Our cash position at September 30, 2010 increased $9,263 from the amount at June 30, 2010. Operating activities for the three months ended September 30, 2010 provided cash of $2,634, for this period, as compared to cash used in operations of $6,949 for the comparable period. The $2,634 was comprised of $2,797 in net income and $748 derived from adjustments for non-cash items less a net $911 decrease from changes in operating assets and liabilities. The non-cash items included $811 in depreciation and amortization expense and $220 in non-cash stock compensation expense.
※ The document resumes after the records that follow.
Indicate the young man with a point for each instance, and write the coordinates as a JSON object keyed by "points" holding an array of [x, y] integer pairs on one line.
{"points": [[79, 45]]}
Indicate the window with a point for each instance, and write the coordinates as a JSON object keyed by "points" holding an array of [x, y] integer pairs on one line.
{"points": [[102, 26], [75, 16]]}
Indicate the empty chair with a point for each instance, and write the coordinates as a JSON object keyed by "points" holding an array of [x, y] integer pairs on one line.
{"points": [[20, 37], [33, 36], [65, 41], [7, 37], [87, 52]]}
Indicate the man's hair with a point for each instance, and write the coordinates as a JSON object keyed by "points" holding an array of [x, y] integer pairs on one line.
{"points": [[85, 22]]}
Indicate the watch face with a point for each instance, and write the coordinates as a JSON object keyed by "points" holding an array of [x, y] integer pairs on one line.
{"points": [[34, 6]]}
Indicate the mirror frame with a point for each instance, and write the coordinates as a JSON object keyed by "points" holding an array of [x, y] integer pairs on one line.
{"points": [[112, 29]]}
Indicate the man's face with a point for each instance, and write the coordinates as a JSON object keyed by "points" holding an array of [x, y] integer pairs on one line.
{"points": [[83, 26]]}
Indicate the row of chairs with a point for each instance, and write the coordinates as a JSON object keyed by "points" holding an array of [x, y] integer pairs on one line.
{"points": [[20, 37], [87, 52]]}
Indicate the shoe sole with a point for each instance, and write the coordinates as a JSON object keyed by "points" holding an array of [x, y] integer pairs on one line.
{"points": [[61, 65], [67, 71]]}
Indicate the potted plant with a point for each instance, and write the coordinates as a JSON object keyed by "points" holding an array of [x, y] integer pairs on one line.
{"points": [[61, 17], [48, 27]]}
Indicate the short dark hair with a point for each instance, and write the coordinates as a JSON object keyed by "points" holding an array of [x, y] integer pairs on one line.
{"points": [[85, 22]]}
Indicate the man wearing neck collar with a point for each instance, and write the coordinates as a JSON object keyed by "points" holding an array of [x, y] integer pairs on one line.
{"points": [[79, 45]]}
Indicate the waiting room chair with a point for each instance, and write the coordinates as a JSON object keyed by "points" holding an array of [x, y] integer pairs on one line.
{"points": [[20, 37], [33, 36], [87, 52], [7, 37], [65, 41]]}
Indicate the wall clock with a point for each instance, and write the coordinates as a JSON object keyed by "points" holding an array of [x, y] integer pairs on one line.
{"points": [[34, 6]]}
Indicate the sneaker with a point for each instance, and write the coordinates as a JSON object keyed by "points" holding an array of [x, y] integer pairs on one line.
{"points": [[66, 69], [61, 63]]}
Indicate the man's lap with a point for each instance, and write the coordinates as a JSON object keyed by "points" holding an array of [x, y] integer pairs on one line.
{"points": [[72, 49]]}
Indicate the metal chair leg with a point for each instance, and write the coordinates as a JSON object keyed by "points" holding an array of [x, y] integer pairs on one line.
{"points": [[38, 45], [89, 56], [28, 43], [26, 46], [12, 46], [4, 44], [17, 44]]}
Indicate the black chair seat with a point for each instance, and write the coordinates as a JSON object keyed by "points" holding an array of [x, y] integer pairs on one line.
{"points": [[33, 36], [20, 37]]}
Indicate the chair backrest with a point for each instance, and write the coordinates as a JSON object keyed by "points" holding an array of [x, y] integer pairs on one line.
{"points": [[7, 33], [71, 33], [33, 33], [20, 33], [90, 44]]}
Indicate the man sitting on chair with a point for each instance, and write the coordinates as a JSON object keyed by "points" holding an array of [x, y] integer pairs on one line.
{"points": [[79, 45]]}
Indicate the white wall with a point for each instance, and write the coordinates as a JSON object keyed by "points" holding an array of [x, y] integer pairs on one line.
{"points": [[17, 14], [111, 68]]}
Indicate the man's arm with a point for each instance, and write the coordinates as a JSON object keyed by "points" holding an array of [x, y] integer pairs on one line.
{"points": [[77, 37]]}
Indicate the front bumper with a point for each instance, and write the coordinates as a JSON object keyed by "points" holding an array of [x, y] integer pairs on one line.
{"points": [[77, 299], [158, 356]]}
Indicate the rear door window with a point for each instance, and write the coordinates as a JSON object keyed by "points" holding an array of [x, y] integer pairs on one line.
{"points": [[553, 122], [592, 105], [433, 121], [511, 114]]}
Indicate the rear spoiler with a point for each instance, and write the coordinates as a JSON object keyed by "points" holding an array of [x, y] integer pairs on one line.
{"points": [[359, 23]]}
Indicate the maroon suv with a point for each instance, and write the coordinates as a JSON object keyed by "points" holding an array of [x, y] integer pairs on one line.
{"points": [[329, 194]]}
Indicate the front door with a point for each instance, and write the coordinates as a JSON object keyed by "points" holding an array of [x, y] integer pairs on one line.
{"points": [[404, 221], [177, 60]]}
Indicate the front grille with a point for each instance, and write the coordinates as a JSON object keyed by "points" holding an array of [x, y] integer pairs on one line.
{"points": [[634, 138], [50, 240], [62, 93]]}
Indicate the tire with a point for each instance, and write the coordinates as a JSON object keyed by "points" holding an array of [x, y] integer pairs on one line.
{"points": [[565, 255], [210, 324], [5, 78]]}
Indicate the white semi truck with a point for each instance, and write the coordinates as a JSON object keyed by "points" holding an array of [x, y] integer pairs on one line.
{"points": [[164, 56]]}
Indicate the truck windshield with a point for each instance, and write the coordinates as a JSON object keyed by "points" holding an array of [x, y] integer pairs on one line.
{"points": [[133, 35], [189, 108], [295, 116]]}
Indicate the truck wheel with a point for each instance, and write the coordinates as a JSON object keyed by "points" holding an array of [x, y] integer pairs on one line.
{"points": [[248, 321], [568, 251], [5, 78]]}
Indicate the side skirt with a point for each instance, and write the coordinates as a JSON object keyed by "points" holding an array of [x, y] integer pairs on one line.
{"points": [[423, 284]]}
Trade accounts receivable decreased $18,423 during the three months ended September 30, 2010, due to decreased sales during the first quarter of 2011 as compared to the fourth quarter of 2010, as well as a decrease in days sales outstanding, from June 30, 2010. Accounts payable decreased by approximately $10,859 due primarily to the continuation of Crop Protection advance purchases of Glyphosate, for sales to occur in the fiscal 2011 growing season. Accrued expenses and other liabilities decreased $6,429 due to a decline in advance payments from customers and a decrease in accrued compensation as performance payments were made in September 2010 offset in part by an increase in Value Added Tax (VAT) for our foreign subsidiaries, particularly Germany. Other receivables increased $969 due to an increase in VAT taxes receivables in our German subsidiaries. Our cash position at September 30, 2009 decreased $7,029 from the amount at June 30, 2009. Operating activities for the three months ended September 30, 2009 used cash of $6,949, for this period, as compared to cash used in operations of $3,038 for the comparable 2008 period. The $6,949 was comprised of $1,003 in net income and $913 derived from adjustments for non-cash items less a net $8,865 decrease from changes in operating assets and liabilities, including $2,006 increase in trade accounts receivable due to an increase in days sales outstanding and a decrease in accrued expenses and other liabilities of $3,088.